The Piedmont Highlander

DeVos conducts students to succeed in life

DeVos+conducts+students+to+succeed+in+life

A young fourth grader shyly ventured into class, lagging behind the rest of his peers. As the other students fiddled around, he was drawn to the smallest instruments lying in the back. Even though he did not speak English, he knew he wanted to play. With help from his translating peers, he told orchestra teacher Catherine DeVos that he wanted to play the violin. Eight years later, senior Liam Zhu sits in the first row of the student orchestra, conducted by DeVos who has taught him everything he knows about the violin. DeVos said that students like Zhu are the reason that she loves teaching.

“To have students from fourth grade to high school, that is what makes the job so incredible,” DeVos said. “Music teachers are the only ones who get to experience that.”                                                                                                                            

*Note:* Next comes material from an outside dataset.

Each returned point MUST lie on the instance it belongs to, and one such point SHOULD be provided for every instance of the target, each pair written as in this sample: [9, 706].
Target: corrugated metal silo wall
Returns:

After 37 years, DeVos is retiring, bringing an end to her time at Piedmont, DeVos said. Her musical journey, however, began long before she came to Piedmont. She said that she received her first flute underneath the Christmas tree in the sixth grade

“She is truly a superb flutist,” said Music Assistant and long-time friend of DeVos, Jan D’Annunzio.

DeVos went on to study at the University of St. Louis where she learned how to play a variety of instruments including many of the strings that she teaches now. She later moved to the Bay Area to study flute and flute performance at the San Francisco Conservatory, DeVos said.

Despite her commitment to the flute, Devos said that her favorite instrument is actually the bass.

“In my next life, I would like to be a bass player because with the bass you can play classical and rock and roll,” DeVos said.

Junior and student of DeVos since elementary school Camille Creighton said that DeVos’ constant goal is to make her students enjoy music as much as she does. 

“If someone does not understand a passage, she will get up out of her conductor chair and go up over to their stands and help them through it note by note,” Creighton said.

DeVos also has fun with her students, and encourages their love of music with her humorous personality.  She is not afraid to hear her students’ recommendations about the set-lists and tries to play engaging songs that she knows they will enjoy, Creighton said.

“We all love playing the Game of Thrones theme song because a lot of the class loves the show,” Creighton said.

“We all convinced her to start watching it, and she ended up going through four or five seasons in a couple months.”

Devos’ bright personality shines through during the annual Orchestra tour where the class busses down to Disneyland or to Universal Studios, Creighton said. 

“It’s just a really fun time when we see her out of the classroom setting,” Creighton said. “She is just super open and she jokes a lot.”

D’Annunzio said that DeVos’ sense of humor is one of her best traits.

“She always makes me laugh,” said D’Annunzio. “She is really, really funny.”

Both from the Midwest and born in the same year, D’Annunzio and DeVos met about twenty years ago and became fast friends, D’Annunzio said.

“I’m sure kids in the music department have heard us arguing at times but it is all in good fun,” D’Annunzio said, “We fight like sisters.”

Despite her departure from Piedmont, DeVos said that she will continue to do what she loves most: perform.  She played the flute for Acapella teacher Joe Piazza’s Golden Gate Men’s chorus earlier this year, and is in the process of preparing a piano-flute concert with her friend Christine Chi.

“I got to perform with Joe Piazza’s Golden Gate men’s choir this year,” DeVos said.  “That was a blast.”

Orchestra is special because it brings people together, said Zhu. Without DeVos he would have never learned how to play the violin.

“I just want her to know that a lot of the kids who stayed in Orchestra throughout high school and in middle school did it for her because she is such an amazing teacher and an amazing person,” Creighton said.